Hydrogen sulfide is best known for the stench of rotten eggs, but tiny amounts of the gas produced naturally in the brain may play a critical role in protecting memory — and its absence could contribute to Alzheimer's disease.
Researchers at Johns Hopkins Medicine have identified a protein called CSE (Cystathionine γ-lyase) as a surprising new player in brain health, according to Science Daily. In experiments with genetically engineered mice, animals that lacked the CSE protein developed memory loss, increased oxidative stress, DNA damage, and weakened blood-brain barriers — all hallmarks of Alzheimer's disease.
The challenge is that hydrogen sulfide is toxic in large amounts, making direct delivery to the brain impractical. Instead, the research team, led by associate professor Bindu Paul, is focused on understanding how the brain naturally regulates the extremely small quantities of the gas present in healthy neurons. "The findings suggest that this 'rotten egg' gas, when carefully regulated, may actually protect brain cells and support memory," the researchers reported.

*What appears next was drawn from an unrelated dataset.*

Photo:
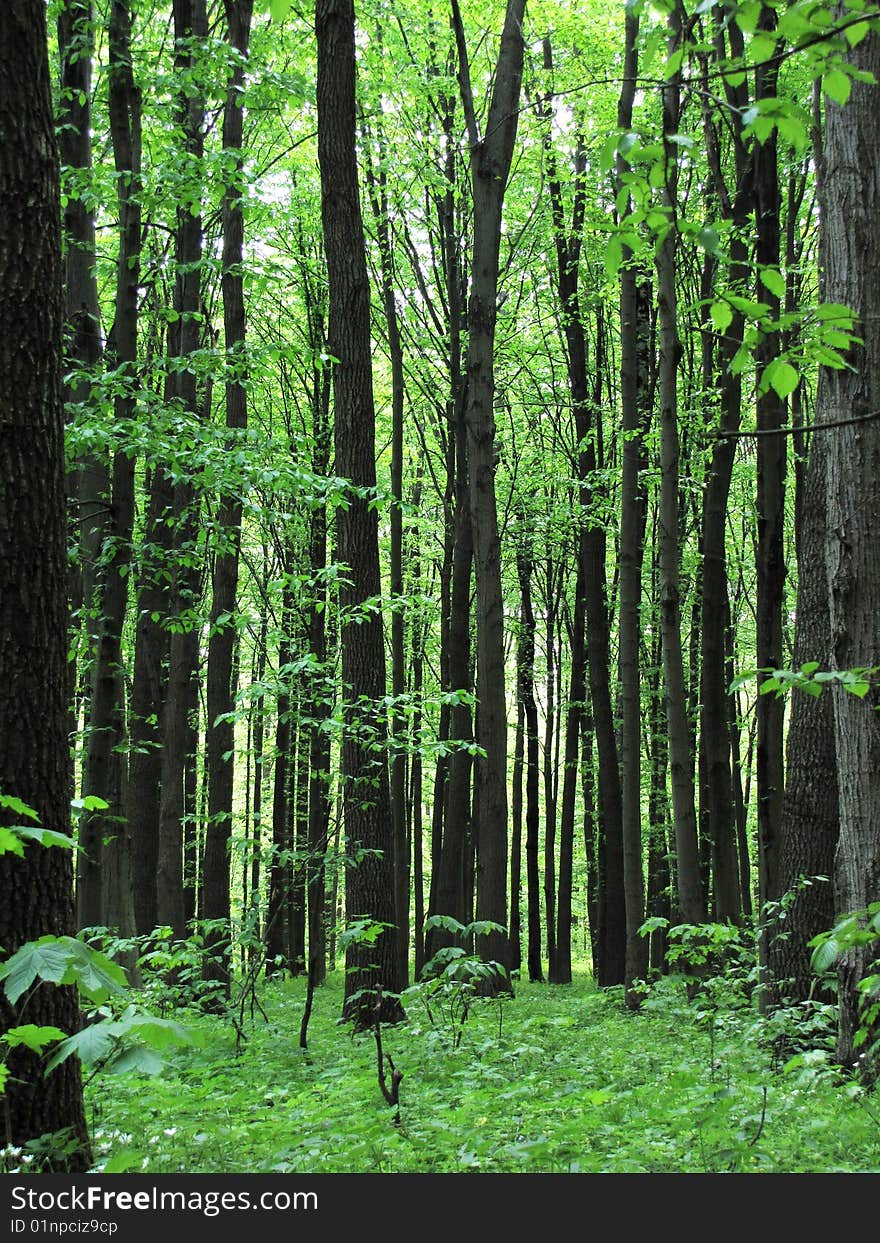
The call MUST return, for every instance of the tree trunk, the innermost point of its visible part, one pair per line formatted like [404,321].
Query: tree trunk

The work builds on years of research at Johns Hopkins. In 2014, a team led by professor emeritus Solomon Snyder found that CSE supported brain health in mice with Huntington's disease. By 2021, the group had shown that CSE was malfunctioning in mice with Alzheimer's, and that tiny injections of hydrogen sulfide helped protect neurons. The new study, published in the Proceedings of the National Academy of Sciences, deepens that picture and is supported by a new grant from the National Institutes of Health.
If further research confirms the findings in humans, boosting CSE activity could offer an entirely new therapeutic strategy — one that works not by clearing amyloid plaques, the traditional target, but by restoring the brain's own chemical defenses.